Traceback (most recent call last):
  File "/home/anp9168/jupytervenv/bin/ibd.py", line 181, in 
    main(args)
  File "/home/anp9168/jupytervenv/bin/ibd.py", line 178, in main
    min_maf=min_maf, max_missing=max_missing, max_error=max_error)
  File "/home/anp9168/jupytervenv/lib/python3.7/site-packages/snipar/ibd.py", line 375, in infer_ibd_chr
    gts.map = get_map_positions(mapfile, gts)
  File "/home/anp9168/jupytervenv/lib/python3.7/site-packages/snipar/map.py", line 65, in get_map_positions
    raise(ValueError('Only '+str(round(100*prop_in_map))+'% of SNPs have genetic positions in '+mapfile+'. Need at least '+str(round(100*min_map_prop))+'%'))
ValueError: Only 39% of SNPs have genetic positions in /n/groups/reich/anp9168/software/RAFFI/hg19_genetic_maps/genetic_map_hg19_SHAPEIT.txt. Need at least 50%

I'm not sure what is wrong with my genetic map, or why the default genetic map was not working in the first place, and was wondering if you have any pointers?

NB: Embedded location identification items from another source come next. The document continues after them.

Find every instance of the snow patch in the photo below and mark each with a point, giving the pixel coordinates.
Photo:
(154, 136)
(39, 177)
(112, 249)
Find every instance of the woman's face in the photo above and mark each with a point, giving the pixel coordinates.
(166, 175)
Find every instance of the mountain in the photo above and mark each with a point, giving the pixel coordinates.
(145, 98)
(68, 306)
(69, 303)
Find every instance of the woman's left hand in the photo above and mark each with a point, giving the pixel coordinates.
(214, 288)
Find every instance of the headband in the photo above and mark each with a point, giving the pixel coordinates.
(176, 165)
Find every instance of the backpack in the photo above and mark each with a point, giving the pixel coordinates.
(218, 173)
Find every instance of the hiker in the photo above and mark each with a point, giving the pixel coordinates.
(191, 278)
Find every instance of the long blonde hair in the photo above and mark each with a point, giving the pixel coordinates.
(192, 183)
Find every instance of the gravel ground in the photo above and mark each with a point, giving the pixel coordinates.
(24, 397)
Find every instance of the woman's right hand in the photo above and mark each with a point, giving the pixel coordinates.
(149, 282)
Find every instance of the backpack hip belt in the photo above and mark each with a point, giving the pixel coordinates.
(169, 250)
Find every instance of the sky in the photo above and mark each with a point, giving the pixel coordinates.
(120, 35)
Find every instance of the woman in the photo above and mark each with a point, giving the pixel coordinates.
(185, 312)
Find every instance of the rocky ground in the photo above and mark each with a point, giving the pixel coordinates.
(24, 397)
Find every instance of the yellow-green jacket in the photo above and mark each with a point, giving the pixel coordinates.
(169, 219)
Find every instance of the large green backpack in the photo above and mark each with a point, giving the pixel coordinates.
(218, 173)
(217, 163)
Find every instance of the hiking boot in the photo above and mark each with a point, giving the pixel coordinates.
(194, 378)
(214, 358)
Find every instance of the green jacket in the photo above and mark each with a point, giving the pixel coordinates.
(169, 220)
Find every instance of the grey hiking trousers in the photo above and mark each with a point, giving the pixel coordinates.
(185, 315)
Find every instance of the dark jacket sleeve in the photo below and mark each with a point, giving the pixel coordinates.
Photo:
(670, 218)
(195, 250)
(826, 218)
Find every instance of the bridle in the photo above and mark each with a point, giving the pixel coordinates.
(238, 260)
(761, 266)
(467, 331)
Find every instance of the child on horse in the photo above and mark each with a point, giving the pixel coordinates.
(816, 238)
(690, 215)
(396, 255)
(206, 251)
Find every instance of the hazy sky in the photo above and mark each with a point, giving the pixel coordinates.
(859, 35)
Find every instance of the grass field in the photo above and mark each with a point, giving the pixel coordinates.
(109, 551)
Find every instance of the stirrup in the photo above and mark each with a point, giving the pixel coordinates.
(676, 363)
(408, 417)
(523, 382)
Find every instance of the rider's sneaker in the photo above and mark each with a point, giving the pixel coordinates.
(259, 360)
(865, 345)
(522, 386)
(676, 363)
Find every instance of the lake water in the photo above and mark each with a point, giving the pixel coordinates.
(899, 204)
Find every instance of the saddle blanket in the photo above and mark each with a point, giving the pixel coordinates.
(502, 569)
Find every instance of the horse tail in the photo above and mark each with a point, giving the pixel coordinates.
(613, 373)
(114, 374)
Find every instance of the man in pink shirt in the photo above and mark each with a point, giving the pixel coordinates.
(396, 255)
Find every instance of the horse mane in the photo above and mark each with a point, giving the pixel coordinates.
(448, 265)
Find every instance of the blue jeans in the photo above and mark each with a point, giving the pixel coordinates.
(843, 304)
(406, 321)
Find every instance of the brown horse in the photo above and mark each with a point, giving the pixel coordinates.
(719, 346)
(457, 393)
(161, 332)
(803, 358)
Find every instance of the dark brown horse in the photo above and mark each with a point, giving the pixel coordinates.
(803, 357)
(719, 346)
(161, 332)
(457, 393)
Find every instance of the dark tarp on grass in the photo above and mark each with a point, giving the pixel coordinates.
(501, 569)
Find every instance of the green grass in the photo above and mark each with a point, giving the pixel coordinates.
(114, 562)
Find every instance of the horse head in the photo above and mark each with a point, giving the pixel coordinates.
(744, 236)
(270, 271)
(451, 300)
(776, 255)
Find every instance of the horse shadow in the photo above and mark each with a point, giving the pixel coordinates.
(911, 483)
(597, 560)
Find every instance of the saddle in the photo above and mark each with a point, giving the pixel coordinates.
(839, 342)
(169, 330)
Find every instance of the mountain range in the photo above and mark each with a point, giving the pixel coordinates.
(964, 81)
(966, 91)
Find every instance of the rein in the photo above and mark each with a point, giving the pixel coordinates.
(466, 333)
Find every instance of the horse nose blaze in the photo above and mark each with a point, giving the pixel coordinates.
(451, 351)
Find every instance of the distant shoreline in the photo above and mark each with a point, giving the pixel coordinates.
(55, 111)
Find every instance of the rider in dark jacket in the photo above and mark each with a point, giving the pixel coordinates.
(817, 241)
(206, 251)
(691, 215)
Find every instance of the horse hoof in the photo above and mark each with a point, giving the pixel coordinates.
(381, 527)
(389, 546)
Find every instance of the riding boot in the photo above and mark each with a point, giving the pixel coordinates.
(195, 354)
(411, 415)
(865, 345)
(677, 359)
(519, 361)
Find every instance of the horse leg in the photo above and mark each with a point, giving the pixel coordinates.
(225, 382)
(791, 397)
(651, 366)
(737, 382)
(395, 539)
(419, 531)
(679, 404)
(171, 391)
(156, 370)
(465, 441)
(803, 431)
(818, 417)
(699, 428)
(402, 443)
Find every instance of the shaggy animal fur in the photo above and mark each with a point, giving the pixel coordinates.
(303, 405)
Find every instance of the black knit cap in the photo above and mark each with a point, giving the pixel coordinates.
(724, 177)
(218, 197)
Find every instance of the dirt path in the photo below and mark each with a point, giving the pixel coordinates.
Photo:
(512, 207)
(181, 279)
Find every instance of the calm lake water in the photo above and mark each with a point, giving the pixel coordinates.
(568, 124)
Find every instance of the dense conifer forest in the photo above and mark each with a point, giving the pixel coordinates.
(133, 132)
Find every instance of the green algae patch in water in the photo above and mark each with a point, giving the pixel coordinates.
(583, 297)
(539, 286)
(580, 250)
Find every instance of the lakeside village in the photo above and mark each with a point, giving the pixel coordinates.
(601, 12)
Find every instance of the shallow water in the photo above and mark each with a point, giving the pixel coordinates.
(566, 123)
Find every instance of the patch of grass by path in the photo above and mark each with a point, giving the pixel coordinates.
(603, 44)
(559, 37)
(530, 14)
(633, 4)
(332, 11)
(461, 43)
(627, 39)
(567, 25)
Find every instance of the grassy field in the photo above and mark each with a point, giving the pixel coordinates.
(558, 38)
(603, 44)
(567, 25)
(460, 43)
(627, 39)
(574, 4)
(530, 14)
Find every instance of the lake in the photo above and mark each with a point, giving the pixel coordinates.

AlexTISYoung commented 1 year ago

Hi Annabel, thanks for your detailed comment. I don't think this is an issue with the genetic map. I think this is a bug in the way I am selecting a random sample of size 1000 to compute LD scores. Let me get back to you when I've investigated this.

AlexTISYoung commented 1 year ago

I've pushed a fix to the master branch. You should be able to install this branch by cloning the git repository and using 'pip install .' in the downloaded snipar directory. (I would first uninstall your existing version using 'pip uninstall snipar'). Let me know if this fixes it!

AnnabelPerry commented 1 year ago

Thanks for your rapid response! I'll try this and get back to you

AnnabelPerry commented 1 year ago

I do not appear to be encountering the same issue anymore, thank you so much!